J/k, I would surely try any other player available to me. Very unusual.


----------



## Mike Edwards (Mar 10, 2011)

try updating your players firmware... what player do you have?


----------



## willis7469 (Jan 31, 2014)

Oh yeah. Soak your decoder ring in snake oil for 24 hrs.


----------



## Lumen (May 17, 2014)

willis7469 said:


> Lou, Lou, Lou....
> You need your decoder ring calibrated! And cryo'd, and burned in, and phase adjusted. I'm sure there's more. Let me think...
> J/k, I would surely try any other player available to me. Very unusual.

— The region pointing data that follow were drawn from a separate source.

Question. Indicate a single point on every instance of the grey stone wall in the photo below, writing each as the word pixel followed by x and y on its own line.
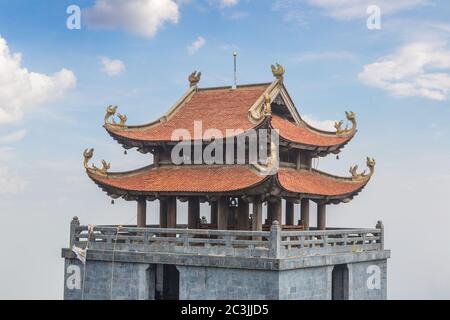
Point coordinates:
pixel 197 283
pixel 305 284
pixel 131 281
pixel 305 279
pixel 368 280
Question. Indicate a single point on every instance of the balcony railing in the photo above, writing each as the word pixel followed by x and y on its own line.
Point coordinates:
pixel 266 244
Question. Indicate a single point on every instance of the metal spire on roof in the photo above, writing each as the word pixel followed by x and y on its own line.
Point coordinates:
pixel 235 70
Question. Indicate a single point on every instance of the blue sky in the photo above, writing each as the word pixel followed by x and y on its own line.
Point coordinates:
pixel 396 79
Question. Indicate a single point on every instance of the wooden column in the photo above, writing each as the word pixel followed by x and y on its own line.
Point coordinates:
pixel 289 213
pixel 270 210
pixel 222 213
pixel 193 212
pixel 243 215
pixel 257 216
pixel 321 216
pixel 171 212
pixel 163 213
pixel 304 207
pixel 276 210
pixel 214 212
pixel 142 213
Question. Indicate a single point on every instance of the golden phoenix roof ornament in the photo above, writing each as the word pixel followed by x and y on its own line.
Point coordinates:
pixel 194 78
pixel 88 154
pixel 370 162
pixel 110 113
pixel 351 116
pixel 278 71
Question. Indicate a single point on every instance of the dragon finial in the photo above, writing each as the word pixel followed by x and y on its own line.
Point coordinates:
pixel 110 112
pixel 278 71
pixel 88 154
pixel 109 117
pixel 271 165
pixel 370 162
pixel 194 78
pixel 267 105
pixel 371 165
pixel 123 119
pixel 338 125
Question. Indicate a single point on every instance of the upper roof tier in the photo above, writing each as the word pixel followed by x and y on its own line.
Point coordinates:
pixel 231 111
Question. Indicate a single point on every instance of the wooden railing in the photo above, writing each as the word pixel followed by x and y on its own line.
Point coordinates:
pixel 270 244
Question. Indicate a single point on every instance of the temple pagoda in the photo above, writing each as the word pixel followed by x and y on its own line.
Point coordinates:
pixel 246 151
pixel 227 184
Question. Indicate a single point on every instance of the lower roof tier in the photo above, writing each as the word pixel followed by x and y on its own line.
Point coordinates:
pixel 227 180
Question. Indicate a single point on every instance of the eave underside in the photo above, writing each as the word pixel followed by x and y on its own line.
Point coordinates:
pixel 213 181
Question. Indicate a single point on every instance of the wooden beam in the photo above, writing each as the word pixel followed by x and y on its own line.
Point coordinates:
pixel 171 212
pixel 257 216
pixel 243 215
pixel 304 207
pixel 142 213
pixel 289 213
pixel 321 216
pixel 214 212
pixel 193 212
pixel 222 216
pixel 163 213
pixel 275 210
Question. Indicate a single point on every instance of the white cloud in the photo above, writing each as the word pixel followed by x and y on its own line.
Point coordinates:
pixel 228 3
pixel 196 45
pixel 295 10
pixel 317 56
pixel 353 9
pixel 13 137
pixel 418 69
pixel 141 17
pixel 112 67
pixel 22 90
pixel 327 125
pixel 10 183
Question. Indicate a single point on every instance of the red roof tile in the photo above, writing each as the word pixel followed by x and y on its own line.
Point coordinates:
pixel 221 109
pixel 312 182
pixel 306 136
pixel 211 179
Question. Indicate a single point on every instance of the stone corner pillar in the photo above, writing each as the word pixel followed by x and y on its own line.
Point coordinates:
pixel 304 213
pixel 321 216
pixel 142 213
pixel 193 212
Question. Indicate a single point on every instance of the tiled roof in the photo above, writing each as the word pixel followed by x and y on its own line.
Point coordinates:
pixel 183 179
pixel 216 179
pixel 315 183
pixel 306 136
pixel 220 108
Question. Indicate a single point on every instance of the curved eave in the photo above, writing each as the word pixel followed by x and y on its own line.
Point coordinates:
pixel 218 108
pixel 145 145
pixel 320 186
pixel 153 182
pixel 305 138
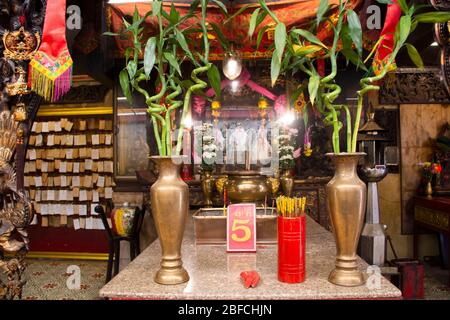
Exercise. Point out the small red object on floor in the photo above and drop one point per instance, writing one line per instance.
(411, 277)
(250, 278)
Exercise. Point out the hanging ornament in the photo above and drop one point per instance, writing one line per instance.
(262, 106)
(215, 106)
(300, 103)
(51, 67)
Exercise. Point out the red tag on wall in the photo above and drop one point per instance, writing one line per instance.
(241, 228)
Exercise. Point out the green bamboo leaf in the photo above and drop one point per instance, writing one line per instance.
(128, 53)
(355, 31)
(275, 67)
(403, 5)
(253, 18)
(234, 15)
(156, 7)
(414, 55)
(173, 61)
(280, 39)
(125, 84)
(313, 87)
(305, 50)
(354, 58)
(403, 30)
(221, 6)
(263, 4)
(432, 17)
(214, 80)
(323, 8)
(126, 24)
(149, 56)
(309, 37)
(174, 15)
(131, 68)
(108, 33)
(183, 44)
(261, 16)
(136, 15)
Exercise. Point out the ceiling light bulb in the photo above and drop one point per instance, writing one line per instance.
(287, 118)
(232, 65)
(234, 86)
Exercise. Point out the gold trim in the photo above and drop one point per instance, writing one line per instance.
(68, 255)
(57, 110)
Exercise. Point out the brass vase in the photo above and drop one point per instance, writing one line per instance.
(346, 196)
(170, 206)
(208, 183)
(287, 182)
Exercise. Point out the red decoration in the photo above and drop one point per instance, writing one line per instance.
(250, 278)
(387, 43)
(51, 68)
(291, 249)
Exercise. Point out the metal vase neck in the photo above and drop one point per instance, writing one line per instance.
(346, 163)
(168, 167)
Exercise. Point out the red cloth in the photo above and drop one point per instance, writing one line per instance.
(51, 67)
(387, 44)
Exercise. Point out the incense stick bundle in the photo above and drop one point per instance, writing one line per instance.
(291, 207)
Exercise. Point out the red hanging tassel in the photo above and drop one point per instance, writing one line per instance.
(51, 68)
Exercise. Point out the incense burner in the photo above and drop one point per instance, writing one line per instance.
(247, 186)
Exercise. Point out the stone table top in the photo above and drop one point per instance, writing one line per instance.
(215, 274)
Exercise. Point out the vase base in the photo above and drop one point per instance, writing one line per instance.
(172, 276)
(346, 278)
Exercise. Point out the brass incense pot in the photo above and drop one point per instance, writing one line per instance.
(247, 186)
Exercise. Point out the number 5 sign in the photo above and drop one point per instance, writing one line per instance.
(241, 228)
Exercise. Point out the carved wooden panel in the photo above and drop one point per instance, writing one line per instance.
(414, 86)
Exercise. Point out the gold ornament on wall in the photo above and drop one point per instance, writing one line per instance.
(19, 85)
(20, 44)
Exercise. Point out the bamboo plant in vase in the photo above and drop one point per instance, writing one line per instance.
(286, 141)
(298, 51)
(163, 56)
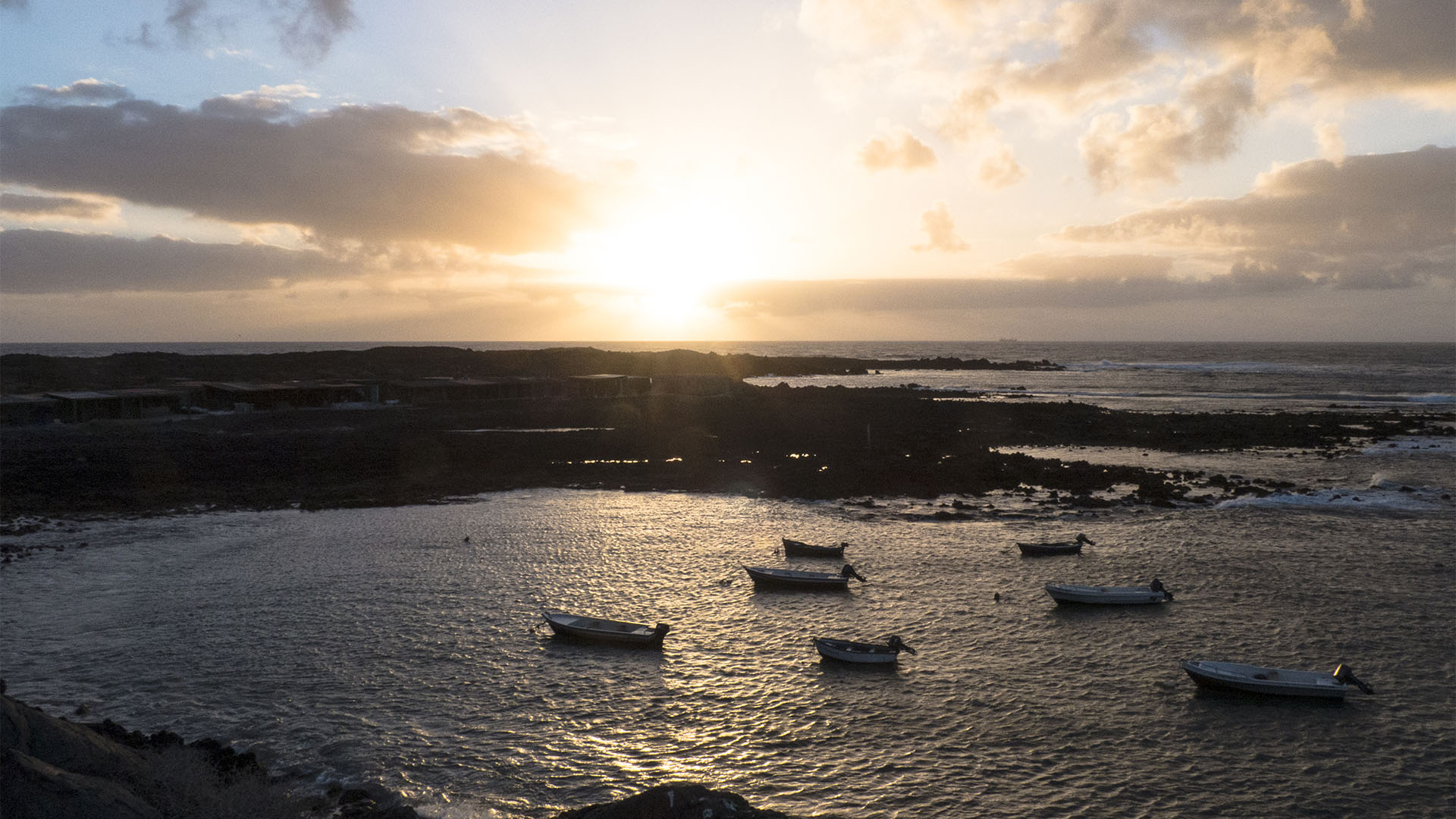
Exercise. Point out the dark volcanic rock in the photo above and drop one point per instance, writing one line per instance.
(676, 800)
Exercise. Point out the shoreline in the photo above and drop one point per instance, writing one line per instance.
(55, 767)
(814, 444)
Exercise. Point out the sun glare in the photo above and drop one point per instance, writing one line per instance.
(673, 254)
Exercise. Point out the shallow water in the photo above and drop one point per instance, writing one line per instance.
(379, 645)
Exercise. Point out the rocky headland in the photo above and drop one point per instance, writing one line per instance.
(766, 442)
(55, 768)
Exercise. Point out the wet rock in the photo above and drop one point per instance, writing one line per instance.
(677, 800)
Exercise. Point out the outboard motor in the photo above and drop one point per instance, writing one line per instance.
(1158, 586)
(897, 645)
(1347, 676)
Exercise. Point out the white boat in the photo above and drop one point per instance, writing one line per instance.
(795, 579)
(851, 651)
(1109, 595)
(1283, 682)
(601, 630)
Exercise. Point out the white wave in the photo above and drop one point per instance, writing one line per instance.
(1413, 445)
(1385, 496)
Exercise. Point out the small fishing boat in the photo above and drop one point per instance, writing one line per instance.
(1057, 548)
(851, 651)
(794, 579)
(1110, 595)
(601, 630)
(1283, 682)
(800, 548)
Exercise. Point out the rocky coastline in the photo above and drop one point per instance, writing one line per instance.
(758, 441)
(55, 768)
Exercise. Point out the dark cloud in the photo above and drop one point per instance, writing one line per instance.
(1370, 221)
(940, 229)
(369, 174)
(182, 17)
(27, 206)
(53, 261)
(308, 28)
(1159, 139)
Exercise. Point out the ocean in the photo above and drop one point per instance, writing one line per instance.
(381, 645)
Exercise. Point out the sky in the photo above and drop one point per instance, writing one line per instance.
(827, 169)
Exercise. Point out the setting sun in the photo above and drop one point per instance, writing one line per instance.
(676, 251)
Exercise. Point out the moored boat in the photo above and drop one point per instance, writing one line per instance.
(800, 548)
(1055, 548)
(852, 651)
(1282, 682)
(601, 630)
(794, 579)
(1109, 595)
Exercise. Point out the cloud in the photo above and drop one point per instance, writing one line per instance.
(965, 117)
(1117, 63)
(940, 228)
(28, 207)
(1331, 143)
(364, 174)
(55, 261)
(1001, 169)
(308, 28)
(80, 91)
(896, 150)
(1139, 281)
(1158, 139)
(1379, 221)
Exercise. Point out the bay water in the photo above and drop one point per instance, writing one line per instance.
(405, 646)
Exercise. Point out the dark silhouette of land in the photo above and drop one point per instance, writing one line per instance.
(20, 372)
(772, 442)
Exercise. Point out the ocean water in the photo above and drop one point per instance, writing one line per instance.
(379, 645)
(1172, 376)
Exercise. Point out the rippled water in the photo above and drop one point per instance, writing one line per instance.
(379, 645)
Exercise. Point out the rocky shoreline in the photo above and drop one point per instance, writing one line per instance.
(766, 442)
(55, 768)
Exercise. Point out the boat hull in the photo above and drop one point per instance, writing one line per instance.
(1264, 681)
(1047, 550)
(1104, 595)
(797, 548)
(859, 653)
(786, 579)
(601, 630)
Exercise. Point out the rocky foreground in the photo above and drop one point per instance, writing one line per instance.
(53, 768)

Truly :rofl: to the point it made my day :thankyou:



Mike Edwards said:


> try updating your players firmware... what player do you have?


It's an Oppo BDP-95. I thought I updated correctly, but I'll check the firmware version again.

More buttons, more time, and... one ring to rule them all :flex:


----------



## willis7469 (Jan 31, 2014)

Lou, I'm so glad to add a smile to your face. Any luck with the other player? Btw, I have some extra snake oil to season your ring with. I hate to see it go to waste.


----------



## Lumen (May 17, 2014)

Disc played fine on other player... Should have tried that in the first place. Anyway, dug deeper into the Oppo's menus. Remember I mentioning wiping the player's memory of the disc? 

SETUP > DEVICE SETUP > PERSISTENT STORAGE > ERASE BD-VIDEO DATA > OK

And presto chango - one working blu Ray title "300: Rise of an Empire" !!!
CAVEAT: This solution may not be for everyone because it erased all data for any BD ever played on it.

Thanks again for everyone's input!


----------



## willis7469 (Jan 31, 2014)

Strange fix. Wouldn't have guessed that. 
Just admit it. It was the ring. Lol


----------